Adherence to the index drug in each study group was examined using the proportion of days covered (PDC) method, measured as the number of days covered with the oral anticancer agent divided by a fixed time interval from date of index treatment initiation. For this analysis, we used a 365-day fixed time interval to measure adherence for both venetoclax and the BTKi study groups (Rationale: Venetoclax patients should be receiving treatment for 12 months in the frontline setting and 24 months in the relapsed/refractory setting; the goal with ibrutinib treatment is also to at least continue treatment for an indefinite period unless patient has adverse effects or disease progression). A patient with a PDC ≥0.80 was considered adherent to therapy.

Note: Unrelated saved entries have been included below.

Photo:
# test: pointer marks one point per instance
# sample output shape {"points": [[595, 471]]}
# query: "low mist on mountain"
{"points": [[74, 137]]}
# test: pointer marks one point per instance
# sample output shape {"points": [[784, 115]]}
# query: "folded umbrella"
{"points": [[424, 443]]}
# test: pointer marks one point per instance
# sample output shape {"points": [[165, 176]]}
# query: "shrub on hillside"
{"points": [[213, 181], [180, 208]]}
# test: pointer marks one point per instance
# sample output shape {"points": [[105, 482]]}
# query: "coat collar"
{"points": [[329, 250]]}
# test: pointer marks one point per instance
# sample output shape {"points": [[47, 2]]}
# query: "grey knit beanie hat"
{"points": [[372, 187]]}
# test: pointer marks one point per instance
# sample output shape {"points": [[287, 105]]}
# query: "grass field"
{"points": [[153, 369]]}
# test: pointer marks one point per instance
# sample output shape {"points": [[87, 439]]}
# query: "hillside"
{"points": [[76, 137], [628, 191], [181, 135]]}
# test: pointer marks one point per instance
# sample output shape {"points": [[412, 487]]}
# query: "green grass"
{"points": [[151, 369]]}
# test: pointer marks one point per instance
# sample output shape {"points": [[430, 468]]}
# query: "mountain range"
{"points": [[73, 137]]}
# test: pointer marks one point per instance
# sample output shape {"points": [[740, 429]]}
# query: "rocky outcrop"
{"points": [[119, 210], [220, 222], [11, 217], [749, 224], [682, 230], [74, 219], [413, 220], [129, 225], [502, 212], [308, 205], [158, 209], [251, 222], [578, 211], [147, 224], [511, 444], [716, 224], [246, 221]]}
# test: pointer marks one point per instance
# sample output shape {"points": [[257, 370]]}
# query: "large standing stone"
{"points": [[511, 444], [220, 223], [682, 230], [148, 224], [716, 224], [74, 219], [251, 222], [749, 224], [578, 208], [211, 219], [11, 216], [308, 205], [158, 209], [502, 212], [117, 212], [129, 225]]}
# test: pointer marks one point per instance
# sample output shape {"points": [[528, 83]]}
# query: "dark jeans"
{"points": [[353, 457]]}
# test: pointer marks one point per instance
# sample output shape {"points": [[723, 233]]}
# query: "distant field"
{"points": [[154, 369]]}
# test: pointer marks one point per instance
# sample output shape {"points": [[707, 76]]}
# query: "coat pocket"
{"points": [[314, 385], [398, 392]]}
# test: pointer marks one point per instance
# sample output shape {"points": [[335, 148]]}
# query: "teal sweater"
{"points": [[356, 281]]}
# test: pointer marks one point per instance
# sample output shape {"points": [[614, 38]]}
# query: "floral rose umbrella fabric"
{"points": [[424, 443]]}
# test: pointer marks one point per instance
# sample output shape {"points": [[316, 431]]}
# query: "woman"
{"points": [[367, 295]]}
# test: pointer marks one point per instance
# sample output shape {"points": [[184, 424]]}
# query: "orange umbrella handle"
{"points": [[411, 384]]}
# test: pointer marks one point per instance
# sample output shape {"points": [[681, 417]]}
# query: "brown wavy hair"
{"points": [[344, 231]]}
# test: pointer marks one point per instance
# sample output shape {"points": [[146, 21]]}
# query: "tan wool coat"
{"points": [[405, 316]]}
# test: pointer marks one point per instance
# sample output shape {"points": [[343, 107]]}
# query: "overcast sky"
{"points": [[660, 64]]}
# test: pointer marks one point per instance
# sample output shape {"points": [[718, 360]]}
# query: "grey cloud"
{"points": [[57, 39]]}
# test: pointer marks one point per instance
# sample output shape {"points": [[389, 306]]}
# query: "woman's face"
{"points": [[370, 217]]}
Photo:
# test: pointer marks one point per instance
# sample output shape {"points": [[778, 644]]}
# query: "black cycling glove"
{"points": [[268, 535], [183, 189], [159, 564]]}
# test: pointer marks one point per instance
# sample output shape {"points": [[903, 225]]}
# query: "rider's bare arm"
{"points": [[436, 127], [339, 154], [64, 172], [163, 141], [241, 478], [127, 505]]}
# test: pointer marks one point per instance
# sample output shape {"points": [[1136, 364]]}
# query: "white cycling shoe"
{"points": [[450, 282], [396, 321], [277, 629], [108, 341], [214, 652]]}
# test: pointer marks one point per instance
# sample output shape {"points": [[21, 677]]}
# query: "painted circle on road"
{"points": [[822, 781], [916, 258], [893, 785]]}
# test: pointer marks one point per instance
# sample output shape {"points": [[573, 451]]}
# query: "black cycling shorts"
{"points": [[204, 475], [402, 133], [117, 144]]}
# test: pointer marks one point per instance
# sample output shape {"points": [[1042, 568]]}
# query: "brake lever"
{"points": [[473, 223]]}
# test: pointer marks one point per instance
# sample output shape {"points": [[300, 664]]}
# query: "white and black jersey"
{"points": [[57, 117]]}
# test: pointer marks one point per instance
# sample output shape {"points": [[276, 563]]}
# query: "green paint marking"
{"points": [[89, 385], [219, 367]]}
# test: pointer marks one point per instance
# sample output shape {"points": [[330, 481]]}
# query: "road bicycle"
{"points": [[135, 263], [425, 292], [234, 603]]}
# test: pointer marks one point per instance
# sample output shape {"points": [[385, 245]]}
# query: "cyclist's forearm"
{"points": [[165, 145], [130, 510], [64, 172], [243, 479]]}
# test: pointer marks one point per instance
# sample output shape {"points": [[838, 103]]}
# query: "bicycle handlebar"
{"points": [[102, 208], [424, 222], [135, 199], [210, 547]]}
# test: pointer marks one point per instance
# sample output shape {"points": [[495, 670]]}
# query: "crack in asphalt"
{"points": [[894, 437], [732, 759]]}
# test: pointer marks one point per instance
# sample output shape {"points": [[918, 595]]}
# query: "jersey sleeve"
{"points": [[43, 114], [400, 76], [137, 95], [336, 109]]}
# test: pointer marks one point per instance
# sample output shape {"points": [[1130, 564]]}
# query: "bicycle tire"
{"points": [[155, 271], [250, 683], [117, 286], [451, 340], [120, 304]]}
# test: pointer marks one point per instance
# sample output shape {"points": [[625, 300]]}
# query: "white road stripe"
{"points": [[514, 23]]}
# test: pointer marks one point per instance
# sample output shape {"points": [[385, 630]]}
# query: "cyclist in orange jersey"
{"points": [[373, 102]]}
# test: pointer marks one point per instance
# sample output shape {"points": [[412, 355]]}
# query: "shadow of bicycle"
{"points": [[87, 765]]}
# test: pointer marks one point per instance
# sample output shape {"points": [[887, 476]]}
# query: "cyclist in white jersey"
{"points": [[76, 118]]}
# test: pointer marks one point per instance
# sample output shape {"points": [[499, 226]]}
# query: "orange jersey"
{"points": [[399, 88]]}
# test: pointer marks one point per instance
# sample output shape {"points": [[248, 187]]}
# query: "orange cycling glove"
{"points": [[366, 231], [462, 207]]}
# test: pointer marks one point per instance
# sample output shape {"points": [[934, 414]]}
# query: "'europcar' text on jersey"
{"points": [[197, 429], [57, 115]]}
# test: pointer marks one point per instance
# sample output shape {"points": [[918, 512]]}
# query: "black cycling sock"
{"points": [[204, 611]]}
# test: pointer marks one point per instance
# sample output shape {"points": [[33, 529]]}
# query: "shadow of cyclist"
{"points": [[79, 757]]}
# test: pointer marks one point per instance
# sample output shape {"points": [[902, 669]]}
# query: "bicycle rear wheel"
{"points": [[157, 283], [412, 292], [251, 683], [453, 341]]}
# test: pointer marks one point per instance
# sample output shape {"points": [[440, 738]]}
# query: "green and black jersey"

• If a patient fills their next prescription for the index drug (e.g. venetoclax) before the end of days’ supply of the previous prescription fill for the same drug, then it was assumed that the patient will finish the prior prescription before starting the new prescription and hence the start date of the next prescription fill was pushed out to adjust for the overlapping days’ supply.

• Any day a patient spent in the hospital or in a skilled nursing facility was still counted in the measurement period as being covered by the days’ supply from the previous prescription filled for the index drug in the outpatient setting since most facilities will ask patients’ family member to bring from home their expensive cancer medications that the patient can continue taking in the hospital or skilled nursing facility.